Se l’ipertesto-paesaggio non ha una sintassi, una struttura lineare e narrativa, la concezione “nomadica” del territorio suggerisce dunque di cercare una struttura melodica.

L’attribuzione di senso ad un paesaggio potrebbe essere l’esito di un viaggio nomadico, di una navigazione ipertestuale, non coincidere con un’identità presunta da rinvenire, ma rivelarsi come esito dell’abbandono delle attese preconcette per lasciarsi sorprendere dall’inatteso.

“(...) l’idea di nomadismo (Illuminati 1992, Ilardi 1990) (...) affianca l’indebolimento di ogni riferimento stabile: il nomadismo tra i luoghi come quello “delle parole” esprime la volontà di disertare prospettive forti per abitare il mondo nella sua casualità, non pregiudicata da alcuna anticipazione di senso (Galimberti 1994). Nomadismo quindi come accettazione dello sradicamento, contrappeso inevitabile dell’“effervescenza” quotidiana della metropoli (Maffesoli 1993, Jenks 1989, Ilardi 1988), della sovrapposizione di molte città sociali nello stesso spazio (Ilardi 1990) e così via, (...)” (Bianchetti, 1995).

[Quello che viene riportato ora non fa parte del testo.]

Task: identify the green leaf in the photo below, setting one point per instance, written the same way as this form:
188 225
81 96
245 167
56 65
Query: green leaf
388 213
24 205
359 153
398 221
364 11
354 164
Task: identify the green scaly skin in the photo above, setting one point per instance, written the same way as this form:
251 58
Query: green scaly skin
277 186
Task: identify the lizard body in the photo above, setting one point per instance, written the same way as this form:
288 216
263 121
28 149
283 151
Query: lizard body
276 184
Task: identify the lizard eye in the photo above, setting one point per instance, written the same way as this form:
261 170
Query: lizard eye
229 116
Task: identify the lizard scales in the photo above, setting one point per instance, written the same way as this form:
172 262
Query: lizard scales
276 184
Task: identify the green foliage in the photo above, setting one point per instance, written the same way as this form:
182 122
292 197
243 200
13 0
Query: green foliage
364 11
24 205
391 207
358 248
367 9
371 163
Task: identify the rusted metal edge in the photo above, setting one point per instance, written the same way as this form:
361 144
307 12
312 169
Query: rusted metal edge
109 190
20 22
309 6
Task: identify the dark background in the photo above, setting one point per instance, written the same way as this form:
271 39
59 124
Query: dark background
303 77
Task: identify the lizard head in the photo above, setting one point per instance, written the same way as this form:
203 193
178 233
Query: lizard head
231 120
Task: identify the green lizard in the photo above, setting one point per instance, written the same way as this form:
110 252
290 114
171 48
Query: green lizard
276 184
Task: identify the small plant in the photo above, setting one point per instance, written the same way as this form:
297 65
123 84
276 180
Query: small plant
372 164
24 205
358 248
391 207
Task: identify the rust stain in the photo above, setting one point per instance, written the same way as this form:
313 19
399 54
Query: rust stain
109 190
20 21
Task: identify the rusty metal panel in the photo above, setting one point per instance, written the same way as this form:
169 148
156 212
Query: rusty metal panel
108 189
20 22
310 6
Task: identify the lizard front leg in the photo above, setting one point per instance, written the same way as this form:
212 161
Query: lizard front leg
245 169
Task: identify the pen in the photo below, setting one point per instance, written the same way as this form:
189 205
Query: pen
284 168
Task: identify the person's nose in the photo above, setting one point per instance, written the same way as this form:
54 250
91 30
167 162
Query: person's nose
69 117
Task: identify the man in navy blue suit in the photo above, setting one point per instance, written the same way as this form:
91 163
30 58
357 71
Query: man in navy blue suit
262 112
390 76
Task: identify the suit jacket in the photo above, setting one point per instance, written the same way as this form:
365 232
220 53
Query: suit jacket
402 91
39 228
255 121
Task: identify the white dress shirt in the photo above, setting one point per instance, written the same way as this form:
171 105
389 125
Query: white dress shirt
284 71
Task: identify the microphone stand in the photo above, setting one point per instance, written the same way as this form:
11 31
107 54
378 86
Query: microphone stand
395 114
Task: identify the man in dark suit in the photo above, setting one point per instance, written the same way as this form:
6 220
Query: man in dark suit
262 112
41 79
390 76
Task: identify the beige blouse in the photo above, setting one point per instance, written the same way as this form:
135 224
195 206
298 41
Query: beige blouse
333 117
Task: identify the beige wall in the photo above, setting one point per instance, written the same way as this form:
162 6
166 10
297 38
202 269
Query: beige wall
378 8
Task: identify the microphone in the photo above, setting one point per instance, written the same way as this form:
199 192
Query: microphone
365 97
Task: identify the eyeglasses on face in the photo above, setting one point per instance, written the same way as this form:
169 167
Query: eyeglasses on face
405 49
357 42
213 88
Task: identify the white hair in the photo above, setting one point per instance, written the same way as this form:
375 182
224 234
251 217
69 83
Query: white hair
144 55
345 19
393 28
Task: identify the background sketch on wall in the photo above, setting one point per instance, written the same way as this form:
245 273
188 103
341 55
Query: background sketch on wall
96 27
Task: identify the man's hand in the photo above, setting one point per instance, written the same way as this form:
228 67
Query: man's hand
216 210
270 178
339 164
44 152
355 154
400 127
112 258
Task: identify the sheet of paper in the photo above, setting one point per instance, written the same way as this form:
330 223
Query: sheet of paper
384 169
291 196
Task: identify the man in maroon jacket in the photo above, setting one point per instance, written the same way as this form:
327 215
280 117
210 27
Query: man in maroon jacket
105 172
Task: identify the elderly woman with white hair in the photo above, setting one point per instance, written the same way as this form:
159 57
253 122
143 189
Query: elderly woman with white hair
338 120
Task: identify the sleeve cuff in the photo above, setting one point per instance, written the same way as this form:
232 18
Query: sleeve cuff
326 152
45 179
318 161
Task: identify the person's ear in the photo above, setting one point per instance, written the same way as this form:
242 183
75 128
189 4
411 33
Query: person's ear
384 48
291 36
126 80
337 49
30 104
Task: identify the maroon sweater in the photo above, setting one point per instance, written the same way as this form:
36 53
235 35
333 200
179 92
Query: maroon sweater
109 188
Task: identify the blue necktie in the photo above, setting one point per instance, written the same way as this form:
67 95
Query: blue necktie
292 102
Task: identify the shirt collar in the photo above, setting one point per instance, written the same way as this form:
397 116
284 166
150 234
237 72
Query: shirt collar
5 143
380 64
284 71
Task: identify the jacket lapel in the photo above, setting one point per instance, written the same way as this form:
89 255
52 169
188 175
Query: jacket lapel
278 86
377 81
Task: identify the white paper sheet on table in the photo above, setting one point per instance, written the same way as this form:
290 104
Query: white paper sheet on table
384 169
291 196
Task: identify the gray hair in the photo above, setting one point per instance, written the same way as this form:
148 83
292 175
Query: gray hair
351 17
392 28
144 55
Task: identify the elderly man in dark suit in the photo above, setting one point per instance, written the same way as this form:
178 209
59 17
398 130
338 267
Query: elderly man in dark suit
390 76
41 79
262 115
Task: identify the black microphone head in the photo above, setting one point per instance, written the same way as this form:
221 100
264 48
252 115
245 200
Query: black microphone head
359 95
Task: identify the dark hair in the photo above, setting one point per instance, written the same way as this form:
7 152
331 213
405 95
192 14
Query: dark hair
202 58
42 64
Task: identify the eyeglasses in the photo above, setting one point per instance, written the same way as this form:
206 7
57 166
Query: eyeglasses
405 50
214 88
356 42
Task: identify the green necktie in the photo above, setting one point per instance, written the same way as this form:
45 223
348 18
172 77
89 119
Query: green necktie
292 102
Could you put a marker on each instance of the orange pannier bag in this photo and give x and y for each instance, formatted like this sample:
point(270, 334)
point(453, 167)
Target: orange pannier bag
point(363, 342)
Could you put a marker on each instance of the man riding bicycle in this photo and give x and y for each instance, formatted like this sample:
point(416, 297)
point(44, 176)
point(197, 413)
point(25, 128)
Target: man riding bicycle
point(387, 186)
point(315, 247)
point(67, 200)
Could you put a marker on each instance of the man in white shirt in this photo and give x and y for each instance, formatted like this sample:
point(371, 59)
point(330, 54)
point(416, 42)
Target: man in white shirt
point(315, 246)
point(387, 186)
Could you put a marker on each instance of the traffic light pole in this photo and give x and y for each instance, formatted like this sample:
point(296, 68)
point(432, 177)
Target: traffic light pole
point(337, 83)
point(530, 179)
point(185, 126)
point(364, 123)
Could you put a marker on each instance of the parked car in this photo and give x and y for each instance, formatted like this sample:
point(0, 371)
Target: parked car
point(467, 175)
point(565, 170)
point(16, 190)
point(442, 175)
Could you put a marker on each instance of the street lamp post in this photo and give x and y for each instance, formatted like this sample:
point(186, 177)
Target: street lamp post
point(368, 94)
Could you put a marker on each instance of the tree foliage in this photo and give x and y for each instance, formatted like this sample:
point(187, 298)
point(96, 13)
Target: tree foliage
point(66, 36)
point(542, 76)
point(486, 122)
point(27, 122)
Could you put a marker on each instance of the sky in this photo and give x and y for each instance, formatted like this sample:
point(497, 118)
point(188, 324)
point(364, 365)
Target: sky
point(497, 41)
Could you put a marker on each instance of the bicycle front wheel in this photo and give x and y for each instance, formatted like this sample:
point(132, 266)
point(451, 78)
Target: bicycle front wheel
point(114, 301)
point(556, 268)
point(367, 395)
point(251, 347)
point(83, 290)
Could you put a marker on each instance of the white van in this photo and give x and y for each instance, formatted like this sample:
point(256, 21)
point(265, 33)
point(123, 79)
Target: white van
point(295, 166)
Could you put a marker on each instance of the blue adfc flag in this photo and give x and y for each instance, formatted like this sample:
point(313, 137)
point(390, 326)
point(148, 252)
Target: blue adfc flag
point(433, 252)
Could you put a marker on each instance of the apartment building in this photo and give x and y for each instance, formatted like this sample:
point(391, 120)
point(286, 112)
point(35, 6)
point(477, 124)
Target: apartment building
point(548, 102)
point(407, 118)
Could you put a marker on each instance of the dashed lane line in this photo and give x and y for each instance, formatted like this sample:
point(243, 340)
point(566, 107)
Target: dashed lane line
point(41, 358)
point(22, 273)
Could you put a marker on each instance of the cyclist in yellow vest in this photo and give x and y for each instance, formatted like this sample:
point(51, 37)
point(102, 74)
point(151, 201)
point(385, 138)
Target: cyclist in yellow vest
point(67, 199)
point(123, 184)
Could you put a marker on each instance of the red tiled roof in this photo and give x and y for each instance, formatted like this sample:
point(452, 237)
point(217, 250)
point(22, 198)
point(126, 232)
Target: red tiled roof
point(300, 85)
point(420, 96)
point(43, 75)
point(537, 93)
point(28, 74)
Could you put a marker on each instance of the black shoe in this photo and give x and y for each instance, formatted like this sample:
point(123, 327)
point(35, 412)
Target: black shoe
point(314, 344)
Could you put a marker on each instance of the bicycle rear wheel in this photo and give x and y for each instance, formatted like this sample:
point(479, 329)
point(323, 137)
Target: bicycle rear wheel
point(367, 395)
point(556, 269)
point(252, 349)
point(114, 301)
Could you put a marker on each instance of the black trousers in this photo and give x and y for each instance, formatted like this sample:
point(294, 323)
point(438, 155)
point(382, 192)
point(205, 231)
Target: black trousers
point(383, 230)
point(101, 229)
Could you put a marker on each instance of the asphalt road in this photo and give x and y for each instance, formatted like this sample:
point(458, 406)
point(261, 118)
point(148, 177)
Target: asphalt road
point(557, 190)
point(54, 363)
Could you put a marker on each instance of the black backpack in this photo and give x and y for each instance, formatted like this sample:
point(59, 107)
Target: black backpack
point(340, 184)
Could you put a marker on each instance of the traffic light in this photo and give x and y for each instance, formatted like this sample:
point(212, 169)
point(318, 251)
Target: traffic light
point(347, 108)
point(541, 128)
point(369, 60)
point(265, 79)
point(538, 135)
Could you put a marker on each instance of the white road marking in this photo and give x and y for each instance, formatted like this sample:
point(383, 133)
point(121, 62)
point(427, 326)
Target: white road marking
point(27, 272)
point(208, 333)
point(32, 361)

Lasciarsi affascinare dalla prospettiva nomade e dalle analogie tra navigazione e nomadismo porta però ad escludere altre modalità “esistenziali”: molti sono convinti, ad esempio, che la crescente domanda di paesaggio sia una domanda di radicamento. Se anche i nuovi nomadi fossero “l’avanguardia” di una società in trasformazione, è rischioso assolutizzare questa presunta tendenza (conviene ricordare, tra l’altro, che la mobilità fisica e culturale non appartiene allo stesso modo a tutti gli strati della società).

Come altre figure retoriche del postmoderno, il nomadismo tende a generalizzare, assurgendo ad unica linea di sviluppo della società. Meyrowitz, in un voluminoso saggio dal titolo No sense of place. The Impact of Electronic Media on Social Behaviour, sostiene che la società dell’era elettronica sarà straordinariamente simile alle società nomadi (Meyrowitz, 1985). P. Lévy lega nomadismo e sviluppo dei mezzi di comunicazione multimediali: “Il nomadismo odierno dipende principalmente dalla trasformazione continua e rapida dei paesaggi, scientifico, tecnico, economico, professionale, mentale... (...)Lo spazio del nuovo nomadismo non è né il territorio geografico, né quello delle istituzioni o degli stati, ma uno spazio invisibile delle conoscenze, dei saperi, delle potenzialità di pensiero in seno alle quali si dischiudono e mutano le qualità d’essere, le maniere di fare società. (...) Anche se voi raggiungeste l’immobilità, il paesaggio non smetterebbe di turbinarvi intorno, di penetrarvi, di trasformarvi dall’interno” (Lévy, 1996).